Die Szenario-Beschreibungen, die wir der Einladung des VDMA entnommen haben, tragen spannende Titel und erzählen beachtenswerte Geschichten:

  • Sturm im Südchinesischen Meer

    Es gibt zwischen China, seinen asiatischen Nachbarn und auch mit der westlichen Welt zahlreiche Reibungspunkte; zuletzt waren Anti-Dumping-Verfahren und die Spannungen im Südchinesischen Meer in der Presse. Das Szenario geht davon aus, dass die Konflikte eskalieren und der Westen Sanktionen gegen China verhängt, die von China prompt mit Gegensanktionen bei wichtigen Rohstoffen und Exportgütern erwidert werden. Im Workshop werden, ausgehend von diesem Szenario, Konsequenzen und Handlungsoptionen für Unternehmen mit und ohne Investitionen in China erarbeitet.

  • Pulverfass China

    Nach außen gelingt es der chinesischen Regierung, ein relativ geschlossenes Bild vom inneren Zustand des Landes zu vermitteln. Aber es gibt teilweise erhebliche Spannungen. Insider berichten von 300 bis 500 Protestkundgebungen pro Tag mit verschiedensten Auslösern, z. B. Umweltverschmutzung, Enteignungen, politischer Machtmissbrauch, ethnische Spannungen. Das Szenario geht davon aus, dass solche Unruhen zu lokalen Destabilisierungen führen. Um Harmonie und Einheit im Land zu bewahren, verkündet die Zentralregierung eine drastische Reduktion der Einfuhren und Förderung der heimischen Wirtschaft. Im Workshop werden die Auswirkungen für lokal von Unruhen betroffene Unternehmen sowie die Auswirkungen auf Investitionen und Projekte deutscher Unternehmen vor Ort erarbeitet.

  • Euro-Ende über Nacht

    Griechenland hat gerade erst gezeigt, wie kritisch die Situation des Euro auch nach 5-jähriger Krise noch ist. Wahlen in südeuropäischen Staaten (z. B. Portugal im September und Spanien Ende 2015) können zu ähnlichen Ergebnissen wie in Griechenland führen. Die Stabilisierungsmaßnahmen in Italien und Frankreich zeigen bisher noch nicht die gewünschte Wirkung und mit Österreich ist inzwischen auch ein vermeintlich stabiles Euroland in eine prekäre Situation geraten. Im Workshop wird ein plötzlicher Zerfall des Euros durchgespielt. Welches sind die Folgen und was bedeutet es für die Unternehmen?

  • Explosion im Mittleren Osten

    Seit Jahrzehnten ist der Mittlere Osten ein Pulverfass. Bis heute sind Konflikte immer lokal begrenzt und die internationalen Auswirkungen überschaubar geblieben. Das Szenario geht davon aus, dass der seit Jahren im Untergrund schwelende Konflikt zwischen Iran und Saudi-Arabien militärisch eskaliert und die und die Anbindung der Arabischen Ölfelder über die Straße von Hormus gekappt wird. Eine damit einhergehende Destabilisierung Saudi-Arabiens hat auch Sperrung des Suezkanals zur Folge. Im Workshop werden die Auswirkungen eines stark gestiegenen Ölpreises und einer Sperrung des Suezkanals sowie das Wegbrechen der Absatzmärkte im Mittleren Osten diskutiert.

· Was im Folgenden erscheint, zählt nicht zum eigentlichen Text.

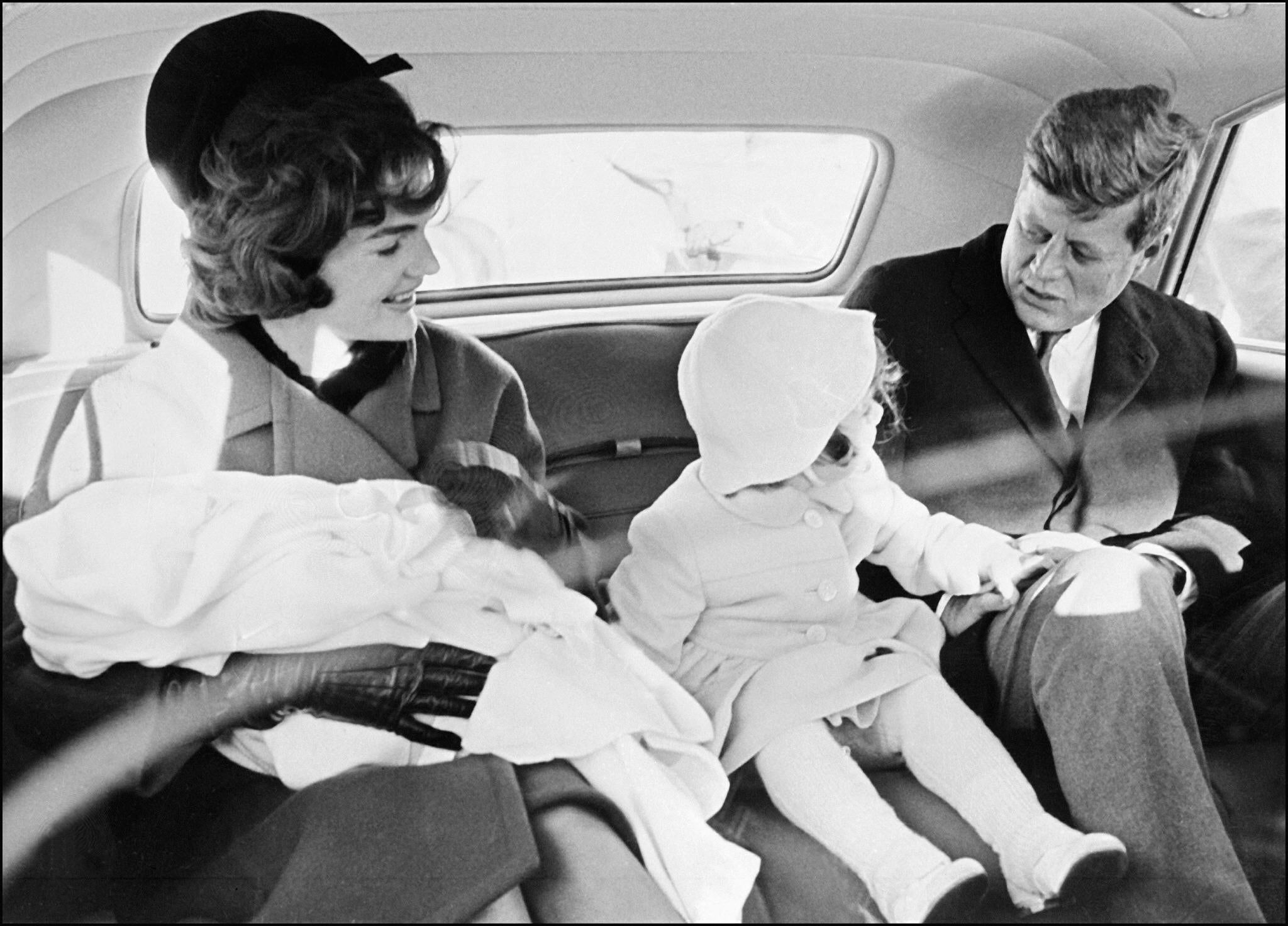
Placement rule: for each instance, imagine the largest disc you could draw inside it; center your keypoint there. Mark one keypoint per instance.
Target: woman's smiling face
(374, 273)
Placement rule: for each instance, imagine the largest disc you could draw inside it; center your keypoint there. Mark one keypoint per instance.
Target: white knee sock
(951, 751)
(818, 787)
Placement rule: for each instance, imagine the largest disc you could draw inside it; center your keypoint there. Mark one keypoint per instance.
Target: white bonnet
(765, 380)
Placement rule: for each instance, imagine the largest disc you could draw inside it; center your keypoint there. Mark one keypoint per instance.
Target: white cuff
(1187, 595)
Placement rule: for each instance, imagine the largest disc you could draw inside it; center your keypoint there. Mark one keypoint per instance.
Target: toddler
(741, 583)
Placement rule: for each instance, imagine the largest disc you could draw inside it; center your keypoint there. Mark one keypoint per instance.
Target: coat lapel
(1124, 358)
(994, 336)
(312, 438)
(309, 437)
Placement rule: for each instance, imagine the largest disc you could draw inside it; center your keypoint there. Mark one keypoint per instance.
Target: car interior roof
(952, 87)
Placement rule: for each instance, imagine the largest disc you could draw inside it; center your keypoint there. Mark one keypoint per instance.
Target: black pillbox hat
(214, 67)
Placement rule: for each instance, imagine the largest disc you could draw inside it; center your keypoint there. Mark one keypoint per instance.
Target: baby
(741, 583)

  • Brexit – Großbritannien verlässt die EU

    Voraussichtlich wird es 2016 zu einer Volksbefragung im Vereinigten Königreich über den Verbleib in der EU kommen. Der Ausgang ist offen, genauso wie die zeitliche, rechtliche und wirtschaftliche Umsetzung (freier Waren-, Dienstleistungs- und Kapitalverkehr, Niederlassungsfreiheit) des EU-Austritts und die Folgen für die Separationsbestrebungen auf der Britischen Insel und im übrigen Europa. Der Schwerpunkt des Workshops wird auf den Auswirkungen eines schnellen britischen EU-Austritts für deutsche Investitionen und Exportmöglichkeiten liegen.

In den Workshops beim VDMA wird herausgearbeitet,

  • welche Auswirkungen das Eintreten des jeweiligen Szenarios für Unternehmen (z. B. Auswirkungen auf Lieferfähigkeit, bestehende Verträge, Umsatz, Investitionssicherheit, Mitarbeiter und deren Sicherheit, Produktion, Absatzmarkt, Schutzrechte/IP) hat.
  • welche operativen und strategischen Maßnahmen ergriffen werden können, um diese Risiken abzuwenden bzw. die Folgen zu beherrschen.
  • wie die Portfolios mit den TOP-Maßnahmen aussehen.

 
Die Veranstaltung ist exklusiv für Mitglieder des VDMA.

Wir von der Advanced Foresight Group sind mehr als gespannt auf die Rückmeldungen und Ergebnisse!